Ook ontwikkelingen in wet- en regelgeving spelen een rol in
het gebrek aan aansluiting tussen psychiatrische patiënten
en zorg. De Wet Bijzondere Opnemingen in Psychiatrische
Ziekenhuizen (Bopz) en de Wet op de Geneeskundige
Behandelingsovereenkomst (Wgbo) hebben de rechtspositie van
psychiatrische patiënten aanzienlijk verbeterd. Zo zijn de
eisen voor onvrijwillige opname in vergelijking met de
Krankzinnigenwet van 1884 aangescherpt: er moet sprake zijn
van ‘gevaar’ voor de patiënt zelf of voor anderen, en een
patiënt moet duidelijk aangeven een opname te weigeren.
Hiermee is in de relatie tussen hulpzoeker en hulpverlener
respect voor de autonomie van de patiënt steeds meer
centraal komen te staan.
De keerzijde is echter verwaarlozing en ontoegankelijkheid
van noodzakelijke zorg voor de patiënten om wie het in dit
advies gaat. Aanpassingen van de Bopz hebben inmiddels wel
geleid tot een wettelijk kader voor een aantal nieuwe vormen
van hulp, ook ambulant, soms met sterke drang in plaats van
dwang via de rechter. Maar daarmee neemt ook de
onduidelijkheid toe. De manieren waarop het begrip ‘gevaar’
in de praktijk wordt ingevuld kunnen daardoor nogal
verschillen. Dit betekent weer dat hulpverleners soms niet
ingrijpen wanneer dat wel kan, terwijl er in andere gevallen
juist meer dwang wordt toegepast dan de wet toestaat.
Bovendien zijn niet alle nieuwe wettelijke mogelijkheden
zinvol voor de patiënten om wie het hier gaat.

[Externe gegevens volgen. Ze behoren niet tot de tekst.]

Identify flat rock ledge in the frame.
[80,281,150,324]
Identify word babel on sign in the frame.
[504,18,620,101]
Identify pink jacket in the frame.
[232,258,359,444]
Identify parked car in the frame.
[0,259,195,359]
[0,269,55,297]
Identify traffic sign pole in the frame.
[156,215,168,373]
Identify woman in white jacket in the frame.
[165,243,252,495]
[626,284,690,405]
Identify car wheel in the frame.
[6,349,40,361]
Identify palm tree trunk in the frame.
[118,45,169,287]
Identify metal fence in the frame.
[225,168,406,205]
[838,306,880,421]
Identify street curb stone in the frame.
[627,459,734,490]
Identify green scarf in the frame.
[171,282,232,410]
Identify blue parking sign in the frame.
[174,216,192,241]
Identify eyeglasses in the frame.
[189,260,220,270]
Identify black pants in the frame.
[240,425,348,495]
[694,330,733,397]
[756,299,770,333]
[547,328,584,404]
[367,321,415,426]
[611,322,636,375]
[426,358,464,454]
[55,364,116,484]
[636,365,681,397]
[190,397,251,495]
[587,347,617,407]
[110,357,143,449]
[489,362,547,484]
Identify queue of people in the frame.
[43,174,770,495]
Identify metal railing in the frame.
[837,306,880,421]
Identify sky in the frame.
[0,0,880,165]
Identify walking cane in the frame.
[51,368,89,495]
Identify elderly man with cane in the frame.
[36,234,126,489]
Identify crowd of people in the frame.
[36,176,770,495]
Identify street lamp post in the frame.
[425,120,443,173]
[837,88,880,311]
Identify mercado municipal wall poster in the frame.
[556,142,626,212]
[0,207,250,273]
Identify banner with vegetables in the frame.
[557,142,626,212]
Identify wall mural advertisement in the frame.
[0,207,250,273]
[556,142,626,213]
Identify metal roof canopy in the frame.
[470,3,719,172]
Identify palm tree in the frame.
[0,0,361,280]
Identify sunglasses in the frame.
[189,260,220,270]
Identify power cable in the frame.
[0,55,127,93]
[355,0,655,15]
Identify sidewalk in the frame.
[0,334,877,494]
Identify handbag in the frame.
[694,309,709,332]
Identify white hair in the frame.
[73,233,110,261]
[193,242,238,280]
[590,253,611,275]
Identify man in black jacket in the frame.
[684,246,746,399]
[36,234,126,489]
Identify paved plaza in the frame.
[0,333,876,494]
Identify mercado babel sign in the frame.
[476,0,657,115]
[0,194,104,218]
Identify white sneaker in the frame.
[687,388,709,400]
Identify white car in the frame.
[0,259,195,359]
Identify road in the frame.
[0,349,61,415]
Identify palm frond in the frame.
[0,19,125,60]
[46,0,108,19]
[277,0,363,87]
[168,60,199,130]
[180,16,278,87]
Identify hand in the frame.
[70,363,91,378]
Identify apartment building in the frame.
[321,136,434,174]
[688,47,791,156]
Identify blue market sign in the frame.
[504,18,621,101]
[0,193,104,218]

Al deze factoren tezamen, bij de patiënten, in de
hulpverlening en in de wetgeving, leveren hun bijdrage aan
de kloof tussen zorgbehoefte en zorgaanbod. Rechtstreekse
invloeden zijn moeilijk aan te wijzen. Bij elke patiënt kan
het weer een andere combinatie van factoren zijn die ertoe
leidt dat juist in die situatie passende hulp ontbreekt.

Oplossingsrichtingen

Uitgangspunt bij het zoeken van oplossingen is dat
psychiatrische patiënten er niet bij gebaat zijn maar ‘met
rust gelaten te worden’ als zij geen hulp zoeken of die
zelfs actief mijden. Uiteraard moet hun recht op
zelfbeschikking in beginsel gerespecteerd worden. Maar bij
kwetsbare mensen kan bescherming van vrijheden leiden tot
verwaarlozing, verkommering en verloedering. Dan komt hun
recht op zorg weer in het gedrang.
In elke situatie moet opnieuw naar de juiste balans gezocht
worden. Hulpverlening en wetgeving moeten dat mogelijk
maken. Meer dan nu gebeurt kan aangestuurd worden op een
continuüm van zorg, waarbij in het gebied tussen vrijheid
aan de ene kant en dwang aan de andere kant meer
interventies mogelijk zijn. Hulpverleners zullen zich dan
minder gedwongen voelen óf het recht op zelfbeschikking óf
het recht op zorg te respecteren.
Ze kunnen zoeken naar een aanbod dat zoveel mogelijk
tegemoet komt aan beide behoeften. De mogelijkheden van de
patiënt om autonoom te handelen worden daarbij zoveel
mogelijk benut. Naarmate de mogelijkheden van de patiënt om
de eigen belangen goed te behartigen beperkter zijn, kan de
hulpverlener meer inbreng krijgen. Iemands wilsuitingen
hoeven niet direct als gegeven beschouwd te worden. Er is
ruimte voor dialoog en onderhandeling. Ook waar wordt
overgegaan tot drang of zelfs dwang kan dit leiden tot zorg
die de patiënt op termijn beter in staat zal stellen de
eigen belangen te behartigen.
Om vanuit deze visie te komen tot effectievere
hulpverlening, zijn twee ontwikkelingen noodzakelijk.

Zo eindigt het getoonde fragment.